Council agrees €200k loan for Cork film festival

The country’s longest running film festival has been saved from financial collapse thanks to a €200,000 loan from a local authority.

Council agrees €200k loan for Cork film festival

Cork City councillors last night voted 18-8 in favour of extending the loan to the board of the cash-strapped Cork Film Festival, which was at immediate risk of receivership. The interest-free loan will be repayable over the next eight years.

The vote to save the festival was taken after councillors debated a proposal from the chair of the council’s arts committee, Nicholas O’Keeffe, to extend the loan.

Mr O’Keeffe told councillors that film festival board members briefed the committee on the financial crisis last week, explained how it had occurred, and had outlined a recovery plan.

He said committee members were told that a certain element of the festival’s financial difficulty is associated with legacy debt, and that a substantial amount is owed to Cork-based creditors.

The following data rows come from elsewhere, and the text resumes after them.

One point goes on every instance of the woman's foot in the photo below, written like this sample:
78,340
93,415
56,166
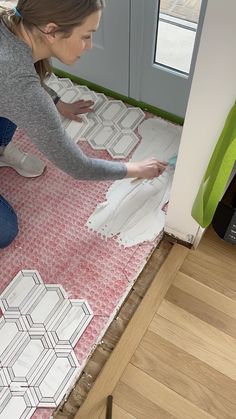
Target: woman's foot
25,164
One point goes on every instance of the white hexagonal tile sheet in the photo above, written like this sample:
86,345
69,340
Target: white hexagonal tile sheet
101,100
130,119
66,83
70,95
93,123
77,129
38,330
122,145
87,94
112,110
101,136
15,406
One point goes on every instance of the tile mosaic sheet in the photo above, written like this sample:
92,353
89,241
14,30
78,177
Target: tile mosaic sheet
74,263
39,328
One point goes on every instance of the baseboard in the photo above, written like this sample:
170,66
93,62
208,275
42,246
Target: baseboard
100,89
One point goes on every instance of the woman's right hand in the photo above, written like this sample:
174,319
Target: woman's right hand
146,169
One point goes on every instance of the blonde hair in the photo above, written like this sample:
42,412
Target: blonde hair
38,13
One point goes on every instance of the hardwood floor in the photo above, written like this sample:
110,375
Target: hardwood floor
183,362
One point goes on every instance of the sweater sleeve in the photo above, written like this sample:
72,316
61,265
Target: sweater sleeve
32,109
51,93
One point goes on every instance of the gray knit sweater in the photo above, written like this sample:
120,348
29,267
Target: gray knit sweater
26,103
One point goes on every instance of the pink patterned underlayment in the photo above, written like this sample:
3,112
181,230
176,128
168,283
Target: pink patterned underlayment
53,239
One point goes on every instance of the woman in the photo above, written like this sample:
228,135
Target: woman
30,35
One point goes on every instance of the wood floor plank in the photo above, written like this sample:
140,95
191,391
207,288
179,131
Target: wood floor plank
224,344
138,405
147,360
118,413
211,272
213,246
190,366
162,396
206,294
193,345
202,310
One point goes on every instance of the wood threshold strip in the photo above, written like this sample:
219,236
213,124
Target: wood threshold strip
129,341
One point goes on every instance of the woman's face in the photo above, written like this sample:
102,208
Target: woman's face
69,50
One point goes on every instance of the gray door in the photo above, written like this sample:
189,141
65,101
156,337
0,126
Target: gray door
107,64
146,49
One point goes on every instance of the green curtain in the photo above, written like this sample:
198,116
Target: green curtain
217,174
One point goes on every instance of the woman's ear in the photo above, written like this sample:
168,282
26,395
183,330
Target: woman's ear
50,31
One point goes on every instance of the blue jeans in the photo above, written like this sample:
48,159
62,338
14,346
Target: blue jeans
8,223
7,130
8,218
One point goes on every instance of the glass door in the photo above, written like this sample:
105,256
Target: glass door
164,41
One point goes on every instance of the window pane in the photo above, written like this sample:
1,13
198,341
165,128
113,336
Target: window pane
176,32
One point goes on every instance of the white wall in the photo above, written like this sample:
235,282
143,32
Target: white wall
212,95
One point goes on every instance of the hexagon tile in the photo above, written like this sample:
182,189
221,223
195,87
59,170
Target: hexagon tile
39,324
39,328
109,127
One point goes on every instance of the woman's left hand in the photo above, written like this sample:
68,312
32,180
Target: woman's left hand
72,110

It is understood that local businesses are owed close to €100,000, that restructuring costs were in the region of €100,000, and the loss of a title sponsor cost the festival some €90,000.

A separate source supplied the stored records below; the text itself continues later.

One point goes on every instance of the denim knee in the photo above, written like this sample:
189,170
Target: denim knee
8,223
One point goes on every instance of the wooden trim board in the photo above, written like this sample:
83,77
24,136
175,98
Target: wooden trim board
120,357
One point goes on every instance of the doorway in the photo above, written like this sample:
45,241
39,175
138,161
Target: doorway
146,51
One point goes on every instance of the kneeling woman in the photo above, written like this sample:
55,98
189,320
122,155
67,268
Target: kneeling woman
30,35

Councillors were told the festival has restructured a bank loan to reduce repayments, and has devised a scaled-back 2016 event which will run over two weekends.

Mr O’Keeffe said he was happy to formally propose extending the loan.

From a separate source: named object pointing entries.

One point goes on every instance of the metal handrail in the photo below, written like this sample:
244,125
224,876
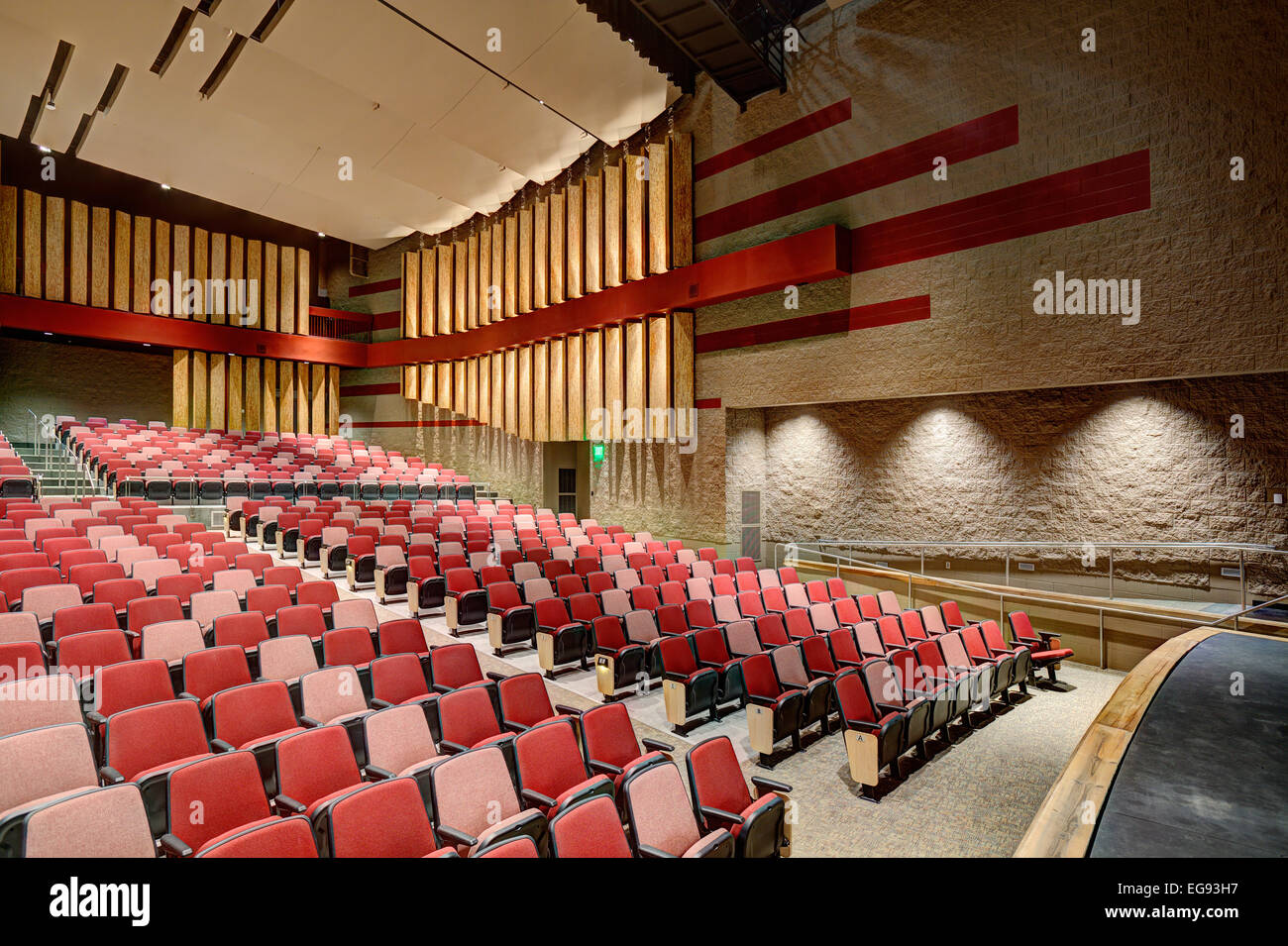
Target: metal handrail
1111,547
1029,594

During an hour-long debate, Fianna Fáil councillor Tim Brosnan proposed no vote be taken until an independent auditor examine the film festival accounts.

Anti-Austerity Alliance councillor Fiona Ryan said it was extraordinary how the festival had gone from posting a modest profit to the brink of receivership in just a few years.

Worker’s Party councillor Ted Tynan said he could not support the loan at a time when council services have been hit by cutbacks.

Fianna Fáil councillor Ken O’Flynn called for the current board to be dismissed for overseeing the financial disaster. “We can find €200,000 for this but I can’t get windows in council houses or footpaths fixed,” he said.

His party colleague, Sean Martin, said he was not happy with how it had been restructured, but said the choice councillors had to make was to either extinguish a 60-year old festival or save it. “Do we save it or throw it out?” he said.

He was told the festival is open to the nomination of councillors to the board.

Independent councillor Kieran McCarthy said he was happy after last week’s briefing that all the I’s had been dotted and T’s crossed.

Sinn Féin councillor Henry Cremin said the festival board had been upfront about their difficulties and he was happy the city would be involved in its future management.

Fine Gael councillor Des Cahill also backed the loan. “This is a loan, not a grant,” he said.

The city’s head of corporate affairs, Paul Moynihan, said the city’s finance team had engaged extensively with the film festival. “I am satisfied with the openness and honesty of the exchanges. I think it’s a brand worth saving,” he said.

The city’s head of finance, John Hallihan, assured councillors that sanctioning the loan will not hit council services.